People with mixed skin should use a gentle cleanser and lightweight or oil-free products to minimize oiliness in the T-zone, taking many of the same measures as people with oily skin.

Individuals should add a more intensive moisturizer to certain areas only for dry patches.

Sensitive skin

An individual with sensitive skin needs to carefully consider the kind of products they are using on their skin. They can find these tips helpful:

  • Using fragrance-free, hypoallergenic products with clear ingredients
  • Using zinc oxide or titanium dioxide mineral sunscreens rather than chemical sunscreens such as oxybenzone.
  • Try out new products to test for tolerance on a specific area of skin before using them somewhere else.

If an individual has recurrent rashes with no clear cause, they should speak to a doctor about them. They may sometimes indicate an underlying condition.

Can skin type change?

The skin type of an individual varies over their lifespan due to changes in their body.

Many kids under the age of 11 years have normal skin. However, approximately 75 percent of all individuals in the United States aged 11-30 years have acne, according to Children’s Hospital Los Angeles. This happens because the sebaceous glands of a person get bigger during puberty and produce more oil.

The skin of a person may be oilier during adolescence than it was during childhood. This persists, often, into adulthood. Other variables that may cause skin type fluctuations include:

  • pregnancy
  • menopause
  • medications
  • aging
  • moving to a different climate
  • exposure to pollutants and irritants

How skin tone affects skin care

Many aspects of skin care can be measured by how oily, dry, or sensitive the skin is. However, the skin tone of an individual also plays a part.

Using the Fitzpatrick scale, dermatologists measure skin tone, which lists skin tones from light to dark. Where a person falls on the scale, their risk of sunburn and skin cancer is determined.

For all skin tones, but particularly those with light skin, too much exposure to UV light increases the risk of skin cancer. The following traits are identified by the American Cancer Society as risk factors for UV damage:

  • light skin
  • freckles
  • naturally blond or red hair
  • blue or green eyes

People with lighter skin may wish to use or prevent sun exposure with a higher SPF sunscreen.

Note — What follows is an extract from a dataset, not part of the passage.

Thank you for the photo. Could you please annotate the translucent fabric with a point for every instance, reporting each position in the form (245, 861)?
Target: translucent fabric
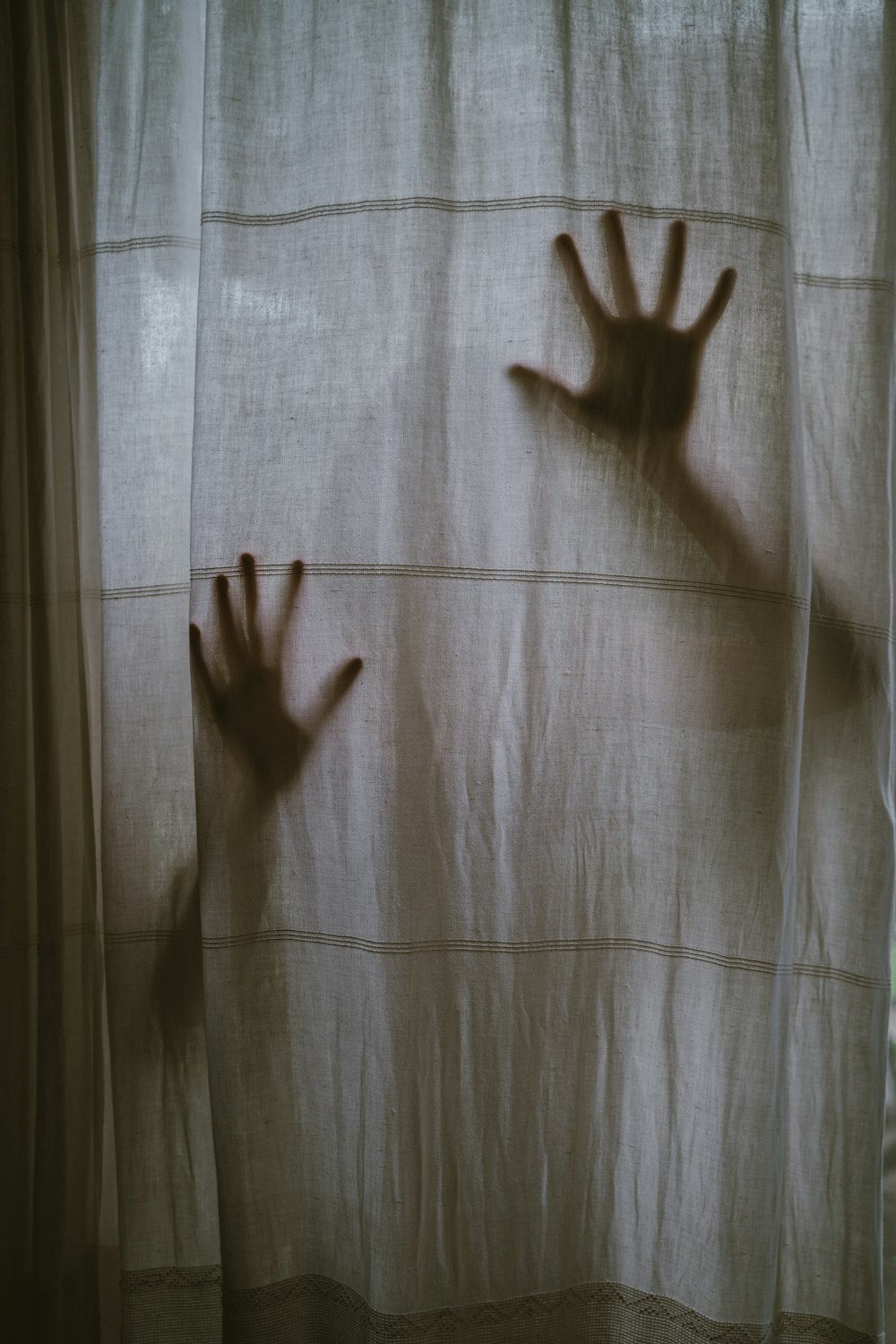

Although people with lighter skin are considerably more at risk of developing cancer, people with darker skin are more likely to die of skin cancer because of delays in diagnosis and doctors’ lack of understanding.

As a result, with proper skin care and sunscreen, it is also important that individuals with darker skin protect themselves from UV light.


Skin sensitivity and the amount of sebum it creates can determine the skin type of an individual. By observing how it looks and feels after washing, individuals may find their skin type.

Keeping the skin clean, adequately hydrated, and protected from UV light is essential for all skin types. Heavier moisturizers may be needed for people with dryer skin, while those with oily or combination skin may want to use lighter moisturizers and sunscreens that absorb excess sebum.

Skin tone also affects the way an person looks after their skin. It is important to be mindful of any changes in the appearance of the skin, though individuals should also discuss with a doctor any sudden rashes or moles.